Ukrainian separatists with Russian tanks

Kiev accused Russia on Friday of sending more tanks and troops into eastern Ukraine and said they were heading towards the rebel-held town of Novoazovsk on the southern coast, expanding their presence on what it fears could be the next battlefront.

Russia did not immediately respond to the accusation which, if confirmed, would go further to kill off a European-brokered truce that was met by relentless rebel advances after it came into force on Sunday. Moscow has always denied accusations in the past that its forces are fighting in Ukraine.

Nevertheless, there were signs that the rebels may be prepared to halt their advance, having achieved their main military objective this week by seizing the strategic town of Debaltseve in defiance of the ceasefire.

Reuters journalists in the battle zone, including Debaltseve itself now firmly in rebel hands, said it was quieter than it had been for days.
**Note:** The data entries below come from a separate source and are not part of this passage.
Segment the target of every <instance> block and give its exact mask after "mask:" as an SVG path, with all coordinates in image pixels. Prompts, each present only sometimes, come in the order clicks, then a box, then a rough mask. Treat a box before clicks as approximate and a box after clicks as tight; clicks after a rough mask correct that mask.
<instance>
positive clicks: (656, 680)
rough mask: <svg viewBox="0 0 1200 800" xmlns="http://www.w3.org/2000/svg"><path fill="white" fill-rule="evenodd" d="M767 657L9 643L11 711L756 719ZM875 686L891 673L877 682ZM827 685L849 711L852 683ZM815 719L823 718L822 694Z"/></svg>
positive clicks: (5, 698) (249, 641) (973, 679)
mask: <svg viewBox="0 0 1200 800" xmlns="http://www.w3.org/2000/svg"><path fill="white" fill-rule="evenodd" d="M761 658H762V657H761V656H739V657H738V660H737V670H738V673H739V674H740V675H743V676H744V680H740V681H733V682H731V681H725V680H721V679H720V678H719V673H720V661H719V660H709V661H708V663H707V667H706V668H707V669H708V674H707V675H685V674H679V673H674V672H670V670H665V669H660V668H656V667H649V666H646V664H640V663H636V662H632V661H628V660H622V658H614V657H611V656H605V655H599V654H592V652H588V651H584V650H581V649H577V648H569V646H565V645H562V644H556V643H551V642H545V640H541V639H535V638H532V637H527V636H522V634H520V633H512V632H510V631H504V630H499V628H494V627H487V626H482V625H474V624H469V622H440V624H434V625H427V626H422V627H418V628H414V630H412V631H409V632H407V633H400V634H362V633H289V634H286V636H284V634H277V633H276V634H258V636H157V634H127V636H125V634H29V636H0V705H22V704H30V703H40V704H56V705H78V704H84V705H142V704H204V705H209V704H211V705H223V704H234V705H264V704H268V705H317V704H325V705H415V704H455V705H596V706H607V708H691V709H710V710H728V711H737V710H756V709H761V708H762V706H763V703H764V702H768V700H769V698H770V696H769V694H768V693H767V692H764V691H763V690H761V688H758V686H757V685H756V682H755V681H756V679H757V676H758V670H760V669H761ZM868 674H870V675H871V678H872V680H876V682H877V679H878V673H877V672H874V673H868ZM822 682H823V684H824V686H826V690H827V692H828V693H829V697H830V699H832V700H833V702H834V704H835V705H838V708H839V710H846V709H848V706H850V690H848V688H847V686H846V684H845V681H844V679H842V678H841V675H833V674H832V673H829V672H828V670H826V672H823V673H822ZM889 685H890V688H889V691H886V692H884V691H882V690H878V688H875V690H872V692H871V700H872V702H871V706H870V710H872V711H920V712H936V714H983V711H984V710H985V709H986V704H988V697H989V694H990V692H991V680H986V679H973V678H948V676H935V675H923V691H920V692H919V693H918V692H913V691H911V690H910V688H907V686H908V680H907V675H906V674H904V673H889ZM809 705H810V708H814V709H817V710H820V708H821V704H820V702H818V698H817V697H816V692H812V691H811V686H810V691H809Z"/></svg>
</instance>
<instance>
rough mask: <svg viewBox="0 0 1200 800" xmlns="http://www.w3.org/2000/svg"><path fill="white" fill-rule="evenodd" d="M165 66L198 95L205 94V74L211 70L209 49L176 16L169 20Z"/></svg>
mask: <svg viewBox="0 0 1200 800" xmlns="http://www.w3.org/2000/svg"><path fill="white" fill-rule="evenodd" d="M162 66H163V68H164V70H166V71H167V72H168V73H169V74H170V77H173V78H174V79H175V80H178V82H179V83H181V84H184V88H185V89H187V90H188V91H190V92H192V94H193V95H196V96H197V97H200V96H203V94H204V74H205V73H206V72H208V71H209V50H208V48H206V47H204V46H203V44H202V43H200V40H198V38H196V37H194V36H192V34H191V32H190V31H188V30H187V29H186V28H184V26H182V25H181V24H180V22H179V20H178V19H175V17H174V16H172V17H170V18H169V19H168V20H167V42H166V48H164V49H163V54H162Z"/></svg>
Kiev and the rebels both announced a new agreement, signed by Ukrainian generals and separatist leaders, to begin withdrawing heavy weapons from the front line, one of the main requirements of the truce deal.

Kiev’s biggest worry is that rebels will continue their advance to threaten Mariupol, a highly strategic port of 500,000 people that is the biggest city still under government control in the two rebellious eastern provinces. Novoazovsk, where Kiev said Russia was reinforcing, lies 40 km (25 miles) to the east along the coast near the Russian border.

“In recent days, despite the Minsk (ceasefire) agreement, military equipment and ammunition have been sighted crossing from Russia into Ukraine,” military spokesman Andriy Lysenko said. He said more than 20 Russian tanks, 10 missile systems and busloads of troops had crossed the frontier.

The United States, which is considering tightening sanctions against Russia and arming Kiev, also says it has sighted Russian reinforcements. The State Department said Russian support for the rebels was undermining international diplomacy and would bring “costs” on Moscow.

Western nations have held out hope they can revive a peace deal brokered by France and Germany in the Belarussian capital Minsk on Feb. 12, even though the rebels ignored it to seize Debaltseve, a town on a strategic railway hub, inflicting one of the worst defeats of the 10-month-old war on Kiev.

“We are more convinced than ever that they must be applied – all the agreements, nothing but the agreements,” French President Francois Hollande said in Paris alongside German Chancellor Angela Merkel on Friday.

More than 5,600 people have been killed in fighting since mid-April last year, soon after Russia annexed Crimea from Ukraine following Yanukovich’s overthrow.